As above, the internal finish is very restricted to crisp white walls, the textured stone of the feature wall and the large format light grey floor tiles allowing the family’s furniture and positions to become more prominent. The internal finish complements the external finish and allows the interaction of the open plan living spaces of the inside and the private courtyard of the outside space to become seamless.
As the dwelling was constructed in the northwest of England, the primary challenge was the fluctuating weather conditions, with there being particularly bad weather in the summer of 2008 when the construction began. Fortunately the superstructure was constructed from insulated concrete formwork, which can be poured regardless of the weather. The protective nature of the courtyard now gives the impression that the home has been transported to the Mediterranean rather then the suburban outskirts of an industrial British town.

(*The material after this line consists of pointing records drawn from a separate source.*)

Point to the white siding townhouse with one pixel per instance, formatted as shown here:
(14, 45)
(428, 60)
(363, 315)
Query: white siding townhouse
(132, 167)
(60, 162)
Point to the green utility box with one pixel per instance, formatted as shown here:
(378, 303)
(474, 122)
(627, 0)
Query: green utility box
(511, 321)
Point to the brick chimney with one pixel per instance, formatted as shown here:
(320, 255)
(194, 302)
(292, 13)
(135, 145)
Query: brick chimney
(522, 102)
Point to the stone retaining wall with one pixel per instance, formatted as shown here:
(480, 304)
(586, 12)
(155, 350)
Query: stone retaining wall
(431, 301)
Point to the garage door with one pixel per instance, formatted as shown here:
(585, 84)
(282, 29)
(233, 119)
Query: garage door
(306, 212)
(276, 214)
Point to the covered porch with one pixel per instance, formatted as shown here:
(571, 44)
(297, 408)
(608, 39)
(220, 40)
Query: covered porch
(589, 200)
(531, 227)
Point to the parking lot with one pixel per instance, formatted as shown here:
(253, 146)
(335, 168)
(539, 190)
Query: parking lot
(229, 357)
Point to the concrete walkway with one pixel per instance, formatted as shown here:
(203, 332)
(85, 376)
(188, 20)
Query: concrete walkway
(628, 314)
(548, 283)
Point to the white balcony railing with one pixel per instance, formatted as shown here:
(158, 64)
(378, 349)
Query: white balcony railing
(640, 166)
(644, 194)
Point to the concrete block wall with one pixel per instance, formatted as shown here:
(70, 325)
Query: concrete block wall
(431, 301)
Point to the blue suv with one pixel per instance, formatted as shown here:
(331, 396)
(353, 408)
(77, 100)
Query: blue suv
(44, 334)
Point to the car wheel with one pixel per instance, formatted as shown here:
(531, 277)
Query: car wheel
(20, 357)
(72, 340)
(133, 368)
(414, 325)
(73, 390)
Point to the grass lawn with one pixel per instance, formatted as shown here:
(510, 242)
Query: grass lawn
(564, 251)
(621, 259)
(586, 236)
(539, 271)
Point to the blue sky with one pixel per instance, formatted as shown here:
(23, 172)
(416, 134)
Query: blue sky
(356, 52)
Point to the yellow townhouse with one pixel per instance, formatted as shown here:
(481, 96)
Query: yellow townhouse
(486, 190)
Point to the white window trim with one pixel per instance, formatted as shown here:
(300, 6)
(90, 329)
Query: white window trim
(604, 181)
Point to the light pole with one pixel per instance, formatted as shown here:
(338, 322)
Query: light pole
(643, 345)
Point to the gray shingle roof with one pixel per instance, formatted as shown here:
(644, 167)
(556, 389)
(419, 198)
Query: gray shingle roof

All construction products were specified with sustainability in mind, encompassing expected lifetime of the product, excellent thermal capacity and limited transportation distance. Internally, all finished were limited to a crisp contemporary look allowing the families furniture and positions to become prominent.
The third wing of the courtyard established by the two primary wings of communal and private space is formed by a detached poolroom and gymnasium, which interacts with the courtyard in the same manor as the main living wing and essentially forms a seamless juncture between swimming pool, courtyard and living space, which successfully acknowledges the clients original brief of interlinked space.
Every floor surface was tiled in the house imported directly from Porcalanosa in Spain. Ceramic tiles were used, as under floor heating is found throughout the house and tile is best at transferring this subtle heat. For continuity the living and communal wing is finished in a 600 x 600mm light grey ceramic tile, which works alongside the external paving stones. The private rooms are finished in a 1200 x 300mm timber effect ceramic plank and this finish continues out onto the balcony adjacent to the bedroom wing.
A white corian worktop was used on the central island / breakfast bar area in the main living space, this is the largest continuous piece of corian found in Britain.
As the director of an electrical contractor, the client wanted this project to champion the reduction of energy. Whilst the design maximized passive heating and cooling through orientation, the use of technology has advanced the project to near passivhaus standards. The home is constructed from insulated concrete formwork, which combines the strength of concrete with the excellent thermal insulation properties of polystyrene. The monolithic structure has allowed the creation of overhangs to the bedrooms and the cantilevering of the balcony, whilst creating playful openings to the windows, which require no lintels.
The home is heated and cooled through the use of under floor heating and the house further benefits from the use of an air source heat pump, whole house ventilation and a borehole for fresh water. It is too early to gain accurate energy consumption estimations, but even in the coldest winter days the heating has been switched off with the winter sun being enough to warm the house.